Background (Calorimetry: energy in food)
Background
Chemical substances in food
The body needs food for energy, movement, repair, growth and reproduction. The combination of foods regularly eaten by an individual or a population, referred to as their diet, has a major impact on health. To stay healthy, the body needs a diet that provides the right balance of six categories of nutrients, the chemical substances in food that provide the body with the nourishment it requires:
- carbohydrates
- fats
- proteins
- vitamins
- minerals
- water
Dietary carbohydrates, fats and proteins are collectively termed macronutrients because the body requires them in relatively large amounts. Carbohydrates and fats typically provide the body with most of its energy. Proteins can also provide energy, but more importantly they are required to provide the building blocks needed to build thousands of new proteins with essential roles in body processes and structures.
Vitamins and minerals are referred to as micronutrients because they are required by the body in very small amounts. They do not provide energy, but they are essential to build and maintain structures in the body.
|
Which minerals are essential for the body? |
As food passes through the alimentary canal, complex macronutrients are broken down into smaller components. This allows them to be absorbed by the cells lining the gut. The fate of these molecules we obtain from food depends on the needs and demands of our bodies. Some molecules, such as glucose, are used to provide energy. Other molecules, such as amino acids, are used to build and repair cellular structures and tissues.
Figure 1 summarises the main roles in the body of the six different categories of nutrients and reminds you of some of the foods that provide them.
Figure 1. A summary of the six different categories of nutrients, their main roles in the body and some of the foods that provide them.
Carbohydrates
Carbohydrates are a group of organic molecules that occur in living organisms and include sugars, starch and cellulose. Most people obtain the majority of their food energy from starch-rich foods, such as flour, potatoes, rice, pasta and pulses (peas, beans and lentils).
The general formula for simple carbohydrates, which relates the relative proportions of different atoms found in the molecule, is Cn(H2O)n, where n is the number of carbon atoms.
Most common simple sugars have five or six carbon atoms. These carbohydrates are known as monosaccharides as they are made of one sugar unit. Glucose is an example of a simple sugar, and it is vital for human life as our primarily source of energy. It also plays an essential part in the metabolism of plants and is the main product of photosynthesis. Glucose has the formula Cn(HnO)n and can adopt two distinct types of structure: a straight-chain form or a cyclic form (as shown in Figure 2).

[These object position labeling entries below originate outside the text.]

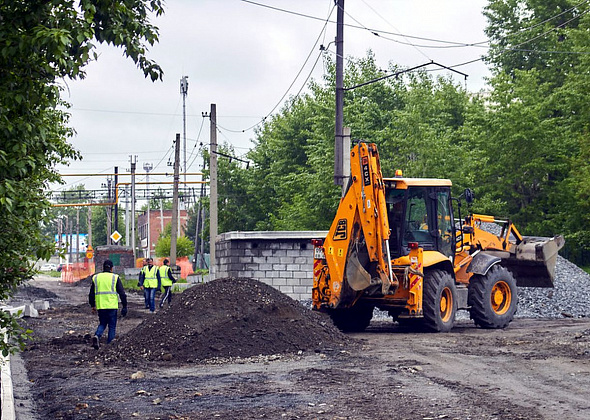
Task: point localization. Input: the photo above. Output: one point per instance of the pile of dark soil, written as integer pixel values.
(227, 318)
(27, 292)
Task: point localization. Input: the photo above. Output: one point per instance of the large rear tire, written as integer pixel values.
(493, 298)
(439, 303)
(355, 319)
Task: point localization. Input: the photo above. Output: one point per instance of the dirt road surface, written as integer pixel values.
(534, 369)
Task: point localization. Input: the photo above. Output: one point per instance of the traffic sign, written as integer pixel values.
(116, 236)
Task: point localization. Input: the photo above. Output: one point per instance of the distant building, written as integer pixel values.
(158, 220)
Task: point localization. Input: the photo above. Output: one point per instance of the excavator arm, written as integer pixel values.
(355, 254)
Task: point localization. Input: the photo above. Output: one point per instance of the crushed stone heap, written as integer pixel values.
(227, 318)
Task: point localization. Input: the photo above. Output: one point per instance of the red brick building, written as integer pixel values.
(158, 220)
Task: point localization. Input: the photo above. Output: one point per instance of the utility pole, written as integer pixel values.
(133, 160)
(213, 191)
(184, 92)
(148, 167)
(71, 259)
(127, 242)
(338, 148)
(345, 158)
(198, 228)
(109, 210)
(117, 201)
(173, 231)
(89, 225)
(77, 235)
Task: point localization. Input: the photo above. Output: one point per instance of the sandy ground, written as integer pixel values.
(534, 369)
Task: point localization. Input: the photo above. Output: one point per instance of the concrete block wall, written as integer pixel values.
(281, 259)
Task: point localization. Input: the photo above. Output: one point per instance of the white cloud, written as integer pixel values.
(243, 58)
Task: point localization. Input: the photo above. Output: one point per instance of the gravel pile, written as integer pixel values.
(570, 296)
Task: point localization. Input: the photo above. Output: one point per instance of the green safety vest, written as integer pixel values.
(105, 290)
(150, 280)
(164, 269)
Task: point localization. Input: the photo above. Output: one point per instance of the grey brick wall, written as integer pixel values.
(281, 259)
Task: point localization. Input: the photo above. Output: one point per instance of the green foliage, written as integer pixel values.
(536, 131)
(184, 247)
(42, 42)
(417, 122)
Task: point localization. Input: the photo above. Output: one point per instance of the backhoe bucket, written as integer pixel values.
(533, 261)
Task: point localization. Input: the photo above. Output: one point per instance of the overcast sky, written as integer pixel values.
(244, 57)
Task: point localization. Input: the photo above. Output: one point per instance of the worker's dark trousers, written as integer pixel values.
(166, 296)
(107, 317)
(150, 295)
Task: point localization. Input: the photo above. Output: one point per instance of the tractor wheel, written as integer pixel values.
(439, 303)
(493, 298)
(355, 319)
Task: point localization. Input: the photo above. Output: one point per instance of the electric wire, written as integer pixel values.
(388, 23)
(294, 80)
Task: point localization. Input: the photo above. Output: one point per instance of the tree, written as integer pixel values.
(540, 104)
(418, 123)
(42, 42)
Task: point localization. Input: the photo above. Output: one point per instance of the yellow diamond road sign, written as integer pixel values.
(116, 236)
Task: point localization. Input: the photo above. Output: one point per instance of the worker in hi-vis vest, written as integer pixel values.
(149, 282)
(103, 297)
(167, 281)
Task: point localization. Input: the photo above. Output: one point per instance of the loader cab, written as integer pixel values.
(419, 210)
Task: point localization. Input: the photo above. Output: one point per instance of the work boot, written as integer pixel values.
(95, 342)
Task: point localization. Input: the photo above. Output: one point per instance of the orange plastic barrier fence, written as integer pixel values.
(71, 273)
(186, 267)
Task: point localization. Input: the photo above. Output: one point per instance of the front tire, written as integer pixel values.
(355, 319)
(439, 303)
(493, 298)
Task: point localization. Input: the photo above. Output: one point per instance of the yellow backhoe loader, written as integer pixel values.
(395, 245)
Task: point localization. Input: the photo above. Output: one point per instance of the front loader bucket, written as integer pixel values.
(533, 261)
(358, 278)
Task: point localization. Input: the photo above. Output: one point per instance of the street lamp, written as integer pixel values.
(147, 167)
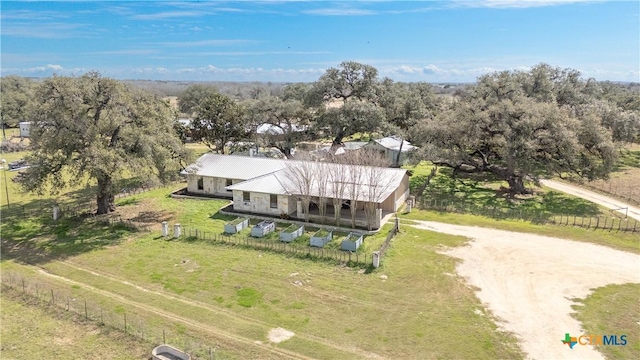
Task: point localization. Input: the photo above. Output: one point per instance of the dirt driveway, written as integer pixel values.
(528, 281)
(606, 201)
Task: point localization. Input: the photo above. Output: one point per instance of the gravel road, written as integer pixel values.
(617, 205)
(528, 282)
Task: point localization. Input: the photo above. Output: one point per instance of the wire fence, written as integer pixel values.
(612, 223)
(130, 323)
(628, 193)
(387, 241)
(39, 210)
(304, 252)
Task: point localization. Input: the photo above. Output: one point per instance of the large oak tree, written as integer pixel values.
(521, 126)
(92, 128)
(218, 121)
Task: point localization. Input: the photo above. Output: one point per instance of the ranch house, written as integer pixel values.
(269, 187)
(390, 147)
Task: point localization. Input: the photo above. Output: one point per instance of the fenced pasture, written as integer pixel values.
(244, 293)
(613, 222)
(127, 324)
(624, 185)
(300, 246)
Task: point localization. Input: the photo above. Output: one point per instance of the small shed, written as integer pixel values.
(236, 225)
(263, 228)
(291, 233)
(321, 238)
(25, 128)
(167, 352)
(351, 242)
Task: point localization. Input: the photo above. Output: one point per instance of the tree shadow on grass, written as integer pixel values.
(38, 241)
(471, 194)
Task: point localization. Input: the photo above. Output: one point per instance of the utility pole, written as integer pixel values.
(6, 186)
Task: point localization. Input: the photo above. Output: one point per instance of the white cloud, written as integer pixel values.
(43, 30)
(504, 4)
(45, 70)
(168, 15)
(212, 42)
(340, 12)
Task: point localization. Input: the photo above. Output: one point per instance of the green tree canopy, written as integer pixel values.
(92, 128)
(219, 121)
(289, 120)
(515, 131)
(16, 99)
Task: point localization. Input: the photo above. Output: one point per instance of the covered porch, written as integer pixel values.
(380, 218)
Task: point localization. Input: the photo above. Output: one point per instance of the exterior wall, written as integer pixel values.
(25, 129)
(261, 203)
(212, 185)
(207, 182)
(397, 197)
(389, 203)
(402, 192)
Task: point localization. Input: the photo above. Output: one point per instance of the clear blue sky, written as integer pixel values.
(285, 41)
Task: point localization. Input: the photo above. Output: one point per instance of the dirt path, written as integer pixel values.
(237, 317)
(282, 353)
(528, 281)
(632, 212)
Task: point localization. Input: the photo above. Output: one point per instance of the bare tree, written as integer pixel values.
(336, 175)
(301, 173)
(376, 182)
(321, 177)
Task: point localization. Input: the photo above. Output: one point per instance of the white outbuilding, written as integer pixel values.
(25, 127)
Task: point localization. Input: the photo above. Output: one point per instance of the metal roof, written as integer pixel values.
(234, 167)
(366, 183)
(393, 143)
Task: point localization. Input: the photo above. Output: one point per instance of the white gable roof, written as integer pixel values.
(385, 181)
(393, 143)
(234, 167)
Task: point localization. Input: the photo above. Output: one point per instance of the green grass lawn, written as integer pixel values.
(416, 308)
(613, 310)
(626, 241)
(30, 332)
(341, 306)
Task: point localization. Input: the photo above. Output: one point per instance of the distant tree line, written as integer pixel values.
(516, 126)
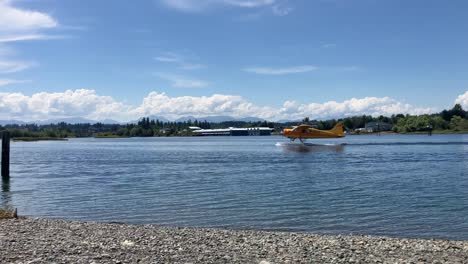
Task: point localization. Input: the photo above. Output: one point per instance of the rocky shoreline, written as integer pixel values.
(59, 241)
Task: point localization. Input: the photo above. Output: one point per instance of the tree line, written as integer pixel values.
(455, 119)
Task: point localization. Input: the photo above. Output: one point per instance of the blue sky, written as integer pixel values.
(270, 58)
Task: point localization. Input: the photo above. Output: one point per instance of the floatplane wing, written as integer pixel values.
(305, 132)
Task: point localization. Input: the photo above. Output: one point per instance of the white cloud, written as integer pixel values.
(463, 100)
(24, 37)
(203, 5)
(88, 104)
(14, 19)
(248, 3)
(281, 71)
(329, 45)
(8, 66)
(39, 106)
(179, 60)
(5, 82)
(181, 81)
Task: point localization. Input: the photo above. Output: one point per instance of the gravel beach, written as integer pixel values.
(58, 241)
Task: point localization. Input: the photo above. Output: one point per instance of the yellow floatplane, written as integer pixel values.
(306, 131)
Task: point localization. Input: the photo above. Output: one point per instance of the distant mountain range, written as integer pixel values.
(80, 120)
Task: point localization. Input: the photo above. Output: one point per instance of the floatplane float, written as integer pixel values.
(304, 131)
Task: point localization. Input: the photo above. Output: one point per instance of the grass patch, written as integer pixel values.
(7, 214)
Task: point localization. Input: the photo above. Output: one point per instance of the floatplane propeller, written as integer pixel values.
(304, 131)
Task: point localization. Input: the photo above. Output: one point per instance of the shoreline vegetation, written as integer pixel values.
(46, 240)
(452, 121)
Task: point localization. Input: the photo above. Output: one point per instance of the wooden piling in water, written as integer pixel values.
(5, 154)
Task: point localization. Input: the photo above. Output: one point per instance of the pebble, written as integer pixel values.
(34, 240)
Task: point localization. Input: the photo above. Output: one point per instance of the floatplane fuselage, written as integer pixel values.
(308, 132)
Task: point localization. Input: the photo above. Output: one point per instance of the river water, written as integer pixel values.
(395, 185)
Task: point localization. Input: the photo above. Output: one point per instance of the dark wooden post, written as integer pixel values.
(5, 154)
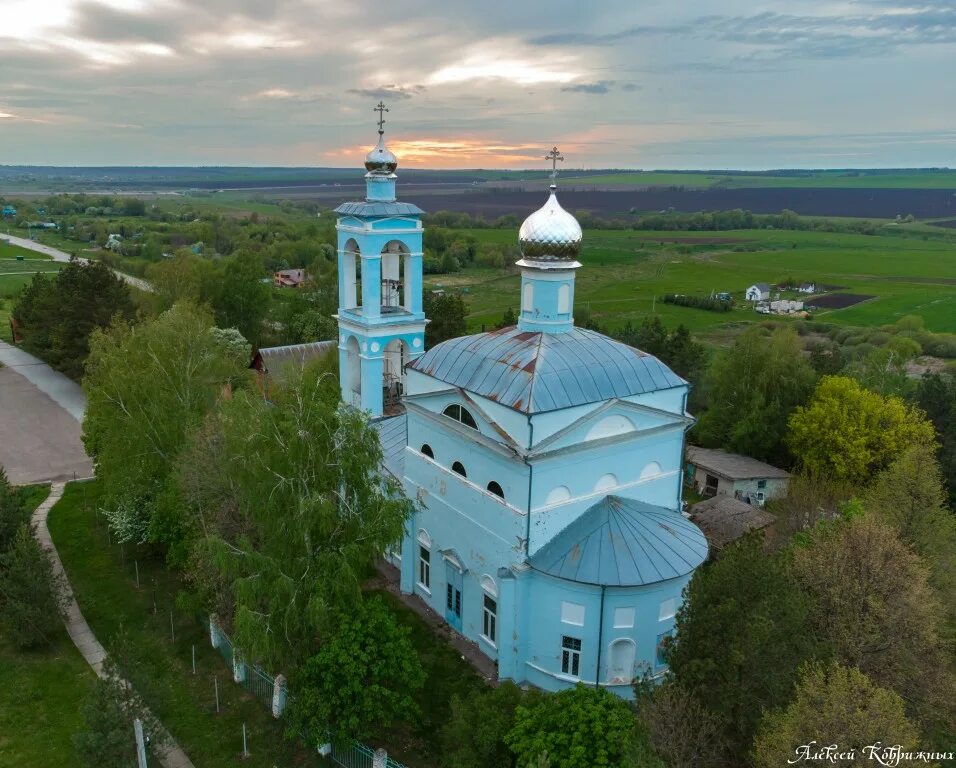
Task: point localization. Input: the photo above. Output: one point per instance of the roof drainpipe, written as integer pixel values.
(527, 536)
(597, 672)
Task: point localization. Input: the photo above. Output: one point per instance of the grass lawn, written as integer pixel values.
(41, 691)
(103, 580)
(625, 272)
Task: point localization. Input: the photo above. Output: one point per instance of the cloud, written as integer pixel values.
(394, 92)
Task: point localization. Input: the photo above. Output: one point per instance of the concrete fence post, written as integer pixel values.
(214, 630)
(238, 668)
(279, 696)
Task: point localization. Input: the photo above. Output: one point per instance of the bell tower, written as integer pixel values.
(380, 317)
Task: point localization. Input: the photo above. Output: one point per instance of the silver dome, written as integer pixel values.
(381, 160)
(550, 233)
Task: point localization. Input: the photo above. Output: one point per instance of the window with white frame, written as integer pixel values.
(667, 610)
(571, 655)
(424, 560)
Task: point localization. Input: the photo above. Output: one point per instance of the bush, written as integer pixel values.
(363, 679)
(578, 726)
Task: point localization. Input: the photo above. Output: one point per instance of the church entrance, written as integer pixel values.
(453, 582)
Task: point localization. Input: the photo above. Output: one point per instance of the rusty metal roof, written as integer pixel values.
(379, 209)
(621, 542)
(536, 372)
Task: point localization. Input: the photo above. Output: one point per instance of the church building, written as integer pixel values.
(544, 459)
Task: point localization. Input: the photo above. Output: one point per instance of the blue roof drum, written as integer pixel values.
(622, 542)
(534, 372)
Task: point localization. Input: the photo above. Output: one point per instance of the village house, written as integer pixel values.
(714, 472)
(724, 520)
(545, 459)
(289, 278)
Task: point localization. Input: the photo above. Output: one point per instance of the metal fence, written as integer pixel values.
(262, 685)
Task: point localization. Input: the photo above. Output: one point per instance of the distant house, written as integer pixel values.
(269, 362)
(724, 520)
(289, 278)
(786, 306)
(714, 472)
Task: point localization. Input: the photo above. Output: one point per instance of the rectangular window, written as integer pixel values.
(572, 613)
(623, 618)
(489, 619)
(424, 567)
(662, 642)
(667, 610)
(571, 656)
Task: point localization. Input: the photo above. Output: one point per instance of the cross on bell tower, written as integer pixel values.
(554, 155)
(381, 109)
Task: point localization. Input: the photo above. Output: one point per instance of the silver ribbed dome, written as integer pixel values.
(381, 160)
(550, 233)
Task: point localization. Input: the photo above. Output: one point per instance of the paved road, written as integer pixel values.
(169, 752)
(40, 415)
(63, 256)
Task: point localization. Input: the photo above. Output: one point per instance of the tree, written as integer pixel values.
(937, 397)
(834, 704)
(683, 732)
(363, 679)
(239, 296)
(148, 386)
(872, 607)
(294, 508)
(447, 314)
(29, 592)
(741, 637)
(107, 739)
(57, 317)
(850, 432)
(575, 727)
(474, 734)
(750, 392)
(12, 513)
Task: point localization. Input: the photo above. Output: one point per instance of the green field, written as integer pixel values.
(864, 179)
(625, 273)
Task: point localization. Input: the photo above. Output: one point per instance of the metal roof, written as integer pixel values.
(724, 519)
(621, 542)
(379, 209)
(733, 466)
(393, 437)
(535, 372)
(275, 357)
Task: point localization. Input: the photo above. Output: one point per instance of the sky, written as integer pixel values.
(613, 83)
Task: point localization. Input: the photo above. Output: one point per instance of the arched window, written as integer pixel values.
(459, 414)
(564, 299)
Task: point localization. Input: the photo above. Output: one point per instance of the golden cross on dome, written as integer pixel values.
(554, 156)
(381, 109)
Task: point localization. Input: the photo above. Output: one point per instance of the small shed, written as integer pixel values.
(714, 472)
(269, 361)
(289, 278)
(724, 520)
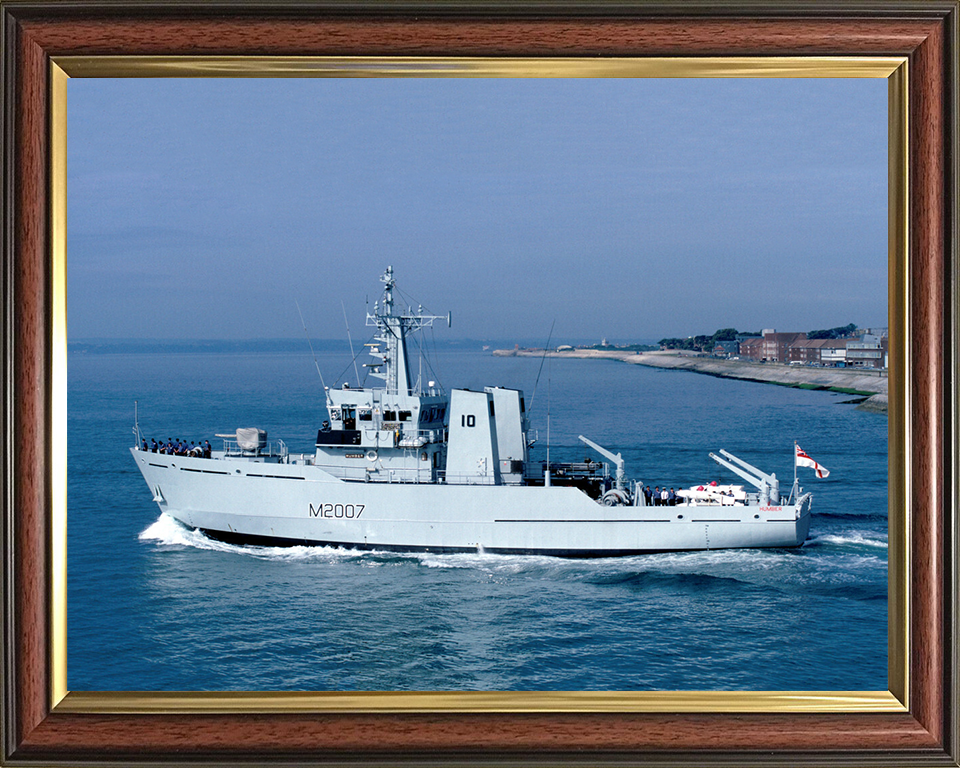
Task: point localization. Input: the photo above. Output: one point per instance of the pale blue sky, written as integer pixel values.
(624, 208)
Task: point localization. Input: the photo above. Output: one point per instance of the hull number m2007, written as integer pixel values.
(337, 510)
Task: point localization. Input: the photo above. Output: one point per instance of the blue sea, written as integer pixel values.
(154, 606)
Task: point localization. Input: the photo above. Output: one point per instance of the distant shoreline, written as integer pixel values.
(868, 387)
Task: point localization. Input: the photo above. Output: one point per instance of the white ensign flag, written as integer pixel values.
(805, 461)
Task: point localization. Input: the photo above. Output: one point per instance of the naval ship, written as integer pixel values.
(403, 467)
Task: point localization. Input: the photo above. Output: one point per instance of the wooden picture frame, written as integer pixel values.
(40, 727)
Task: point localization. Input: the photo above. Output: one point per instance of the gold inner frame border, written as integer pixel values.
(893, 69)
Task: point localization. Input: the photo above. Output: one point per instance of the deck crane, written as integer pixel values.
(768, 485)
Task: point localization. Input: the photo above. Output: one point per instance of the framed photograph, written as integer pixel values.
(46, 45)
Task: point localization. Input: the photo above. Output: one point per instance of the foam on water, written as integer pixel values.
(849, 539)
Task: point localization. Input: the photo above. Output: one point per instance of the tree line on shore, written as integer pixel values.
(705, 343)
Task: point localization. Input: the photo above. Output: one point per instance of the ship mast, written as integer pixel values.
(392, 331)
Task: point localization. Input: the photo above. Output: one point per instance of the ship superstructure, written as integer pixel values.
(407, 466)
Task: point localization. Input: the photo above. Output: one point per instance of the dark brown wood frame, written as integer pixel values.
(925, 32)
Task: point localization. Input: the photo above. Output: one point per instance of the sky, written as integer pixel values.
(619, 208)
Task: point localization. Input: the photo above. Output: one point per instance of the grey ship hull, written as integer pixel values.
(269, 503)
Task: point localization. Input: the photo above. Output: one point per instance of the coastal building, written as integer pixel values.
(817, 351)
(869, 351)
(726, 349)
(751, 348)
(775, 345)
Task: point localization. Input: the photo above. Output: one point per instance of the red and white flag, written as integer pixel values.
(805, 461)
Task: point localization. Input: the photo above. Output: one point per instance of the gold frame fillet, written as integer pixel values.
(893, 69)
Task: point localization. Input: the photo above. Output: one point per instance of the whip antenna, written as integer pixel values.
(544, 357)
(355, 369)
(310, 345)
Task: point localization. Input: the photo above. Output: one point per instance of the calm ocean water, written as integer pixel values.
(153, 606)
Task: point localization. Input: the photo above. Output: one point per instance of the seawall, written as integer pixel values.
(868, 386)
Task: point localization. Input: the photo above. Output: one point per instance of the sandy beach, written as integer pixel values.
(865, 384)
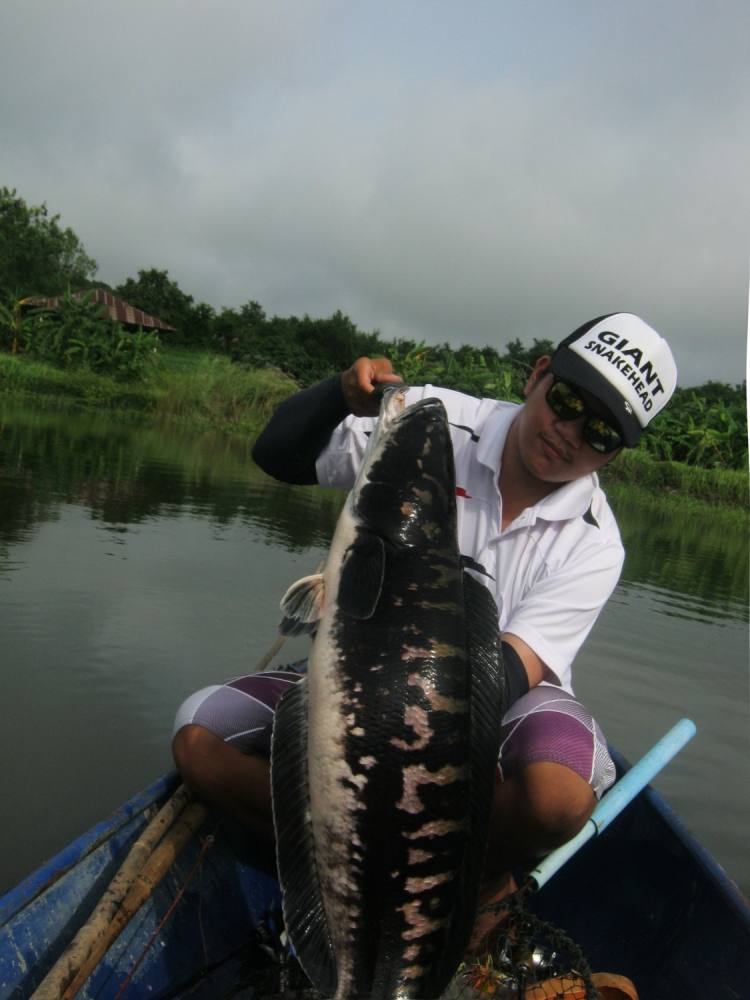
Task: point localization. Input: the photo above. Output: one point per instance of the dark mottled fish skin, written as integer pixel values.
(401, 738)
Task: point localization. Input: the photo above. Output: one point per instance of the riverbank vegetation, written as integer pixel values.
(229, 368)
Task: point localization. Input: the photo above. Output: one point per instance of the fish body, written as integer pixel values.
(383, 758)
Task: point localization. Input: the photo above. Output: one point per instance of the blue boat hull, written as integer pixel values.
(644, 900)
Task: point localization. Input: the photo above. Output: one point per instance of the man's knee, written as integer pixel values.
(557, 799)
(194, 749)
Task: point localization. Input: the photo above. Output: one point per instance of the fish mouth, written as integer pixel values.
(394, 408)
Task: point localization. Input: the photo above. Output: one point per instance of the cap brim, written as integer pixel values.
(569, 366)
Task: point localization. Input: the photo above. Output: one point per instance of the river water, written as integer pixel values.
(138, 564)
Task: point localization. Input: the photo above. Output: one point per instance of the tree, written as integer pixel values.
(37, 255)
(155, 293)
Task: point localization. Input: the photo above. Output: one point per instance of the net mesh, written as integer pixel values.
(523, 957)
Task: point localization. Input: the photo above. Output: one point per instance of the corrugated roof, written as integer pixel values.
(117, 309)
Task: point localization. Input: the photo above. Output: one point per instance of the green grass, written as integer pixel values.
(204, 390)
(635, 471)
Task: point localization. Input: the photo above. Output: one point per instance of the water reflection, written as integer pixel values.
(678, 552)
(138, 564)
(124, 475)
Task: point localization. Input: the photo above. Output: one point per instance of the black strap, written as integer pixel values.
(517, 679)
(299, 430)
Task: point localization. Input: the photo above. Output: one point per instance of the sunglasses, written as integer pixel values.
(567, 404)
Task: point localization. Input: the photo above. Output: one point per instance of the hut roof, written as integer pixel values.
(117, 309)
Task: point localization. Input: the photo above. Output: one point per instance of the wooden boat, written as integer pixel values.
(644, 899)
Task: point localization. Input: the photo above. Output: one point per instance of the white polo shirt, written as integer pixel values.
(553, 568)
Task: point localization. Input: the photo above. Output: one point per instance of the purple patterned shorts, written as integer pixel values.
(546, 724)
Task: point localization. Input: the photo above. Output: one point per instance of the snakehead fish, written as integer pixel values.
(383, 757)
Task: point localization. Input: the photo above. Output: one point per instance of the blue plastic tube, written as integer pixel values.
(615, 800)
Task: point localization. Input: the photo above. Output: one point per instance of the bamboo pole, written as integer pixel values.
(80, 947)
(157, 866)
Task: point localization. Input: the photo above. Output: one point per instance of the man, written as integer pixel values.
(536, 525)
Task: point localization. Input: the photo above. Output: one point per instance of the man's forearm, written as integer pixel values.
(299, 430)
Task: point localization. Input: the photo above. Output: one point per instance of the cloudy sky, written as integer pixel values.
(461, 171)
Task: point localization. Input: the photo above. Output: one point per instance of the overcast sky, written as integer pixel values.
(461, 171)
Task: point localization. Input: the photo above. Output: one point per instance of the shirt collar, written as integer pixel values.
(569, 501)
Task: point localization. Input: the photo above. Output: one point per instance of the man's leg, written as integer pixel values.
(222, 746)
(217, 773)
(554, 765)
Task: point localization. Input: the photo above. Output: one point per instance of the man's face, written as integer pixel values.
(551, 449)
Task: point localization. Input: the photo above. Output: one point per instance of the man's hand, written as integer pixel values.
(360, 381)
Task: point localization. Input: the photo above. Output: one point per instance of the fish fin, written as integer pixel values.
(487, 706)
(302, 605)
(302, 900)
(362, 572)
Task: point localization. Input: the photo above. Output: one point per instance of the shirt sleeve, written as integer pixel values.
(557, 613)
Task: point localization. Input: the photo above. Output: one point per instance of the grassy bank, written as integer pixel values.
(674, 482)
(205, 390)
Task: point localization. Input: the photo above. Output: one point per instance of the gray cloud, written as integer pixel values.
(443, 172)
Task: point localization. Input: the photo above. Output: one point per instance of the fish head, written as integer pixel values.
(406, 489)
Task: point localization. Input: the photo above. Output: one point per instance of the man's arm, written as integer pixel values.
(302, 425)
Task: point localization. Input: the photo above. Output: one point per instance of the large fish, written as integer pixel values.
(383, 758)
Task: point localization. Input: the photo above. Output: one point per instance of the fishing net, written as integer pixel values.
(523, 957)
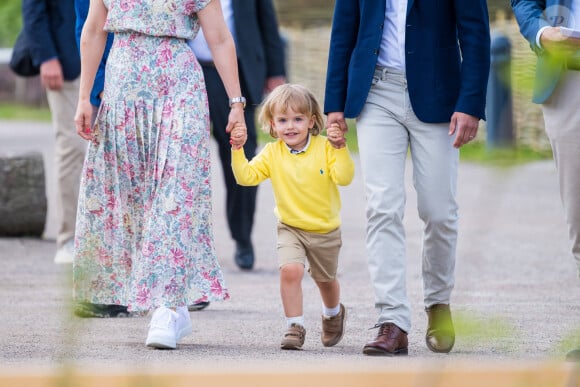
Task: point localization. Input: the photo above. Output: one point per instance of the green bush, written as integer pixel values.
(10, 21)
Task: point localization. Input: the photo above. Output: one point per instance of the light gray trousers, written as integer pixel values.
(387, 128)
(562, 121)
(69, 157)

Figure 2. Structures of glucose: (a) straight chain for of glucose and (b) cyclic form of glucose.
Inside cells and organisms where glucose is dissolved in water, it adopts a cyclic form. The same structure is observed for other monosaccharides (such as fructose and galactose) when dissolved in water.
|
Which are the functional groups in the straight chain glucose? |
Monosaccharides are the basic building blocks of all larger carbohydrates, which are built up by linking together two or more monosaccharide units by covalent bonds. Figure 3 shows a glucose molecule and a fructose molecule linking to form sucrose in a chemical reaction called a condensation reaction, because it releases a molecule of water.
Figure 3. Glucose and fructose linking by covalent bonds to form sucrose (sweet table sugar). Monosaccharides are represented in a simplified way in which the ring structures are a hexagon (six-sided) shape for glucose and a pentagon (five-sided) shape for fructose.
Fats and oils
Fats and oils fit into a class of molecules collectively called lipids. These are organic compounds that have a slippery or greasy feel to the touch, and they are not soluble in water. Although sometimes dietary fats are regarded as unhealthy, in fact lipids perform many important roles in the body. Lipids provide a source of energy and a way of storing it, they help with the digestion and transport of substances that dissolve in fat, they insulate the body and they are important components of cell membranes.
Dietary fat is composed of molecules called triacylglycerols (you may also see them referred to by triglycerides). A triacylglycerol molecule is made up of three long molecules called fatty acids, attached to another molecule called glycerol (Figure 4).
Figure 4. A molecule of triacylglycerol showing the three fatty acids covalently linked to a glycerol molecule.
Cells can use dietary triacylglycerols as a source of energy. They are broken down in the gut into individual fatty acid chains and delivered to cells in the blood circulation. If they are not needed immediately, the fatty acids are recombined with glycerol and stored as triacylglycerols inside adipocytes (fat cells).
In food labelling, fats are often categorised into saturated fat (or just saturates) and unsaturated fats. Saturated fats tend to be solid, animal-derived fat, for example the fat in meat. Unsaturated fats tend to be liquid oils derived from plants, for example corn oil. In saturated fats, all the covalent bonds between the carbons in the fatty acid chains are single bonds. In unsaturated fats, on the other hand, there are one or more double bond carbons in the fatty acid chains. These fats are therefore ‘unsaturated’ with hydrogen (some of the carbons are making C=C double bonds instead of C–H bonds).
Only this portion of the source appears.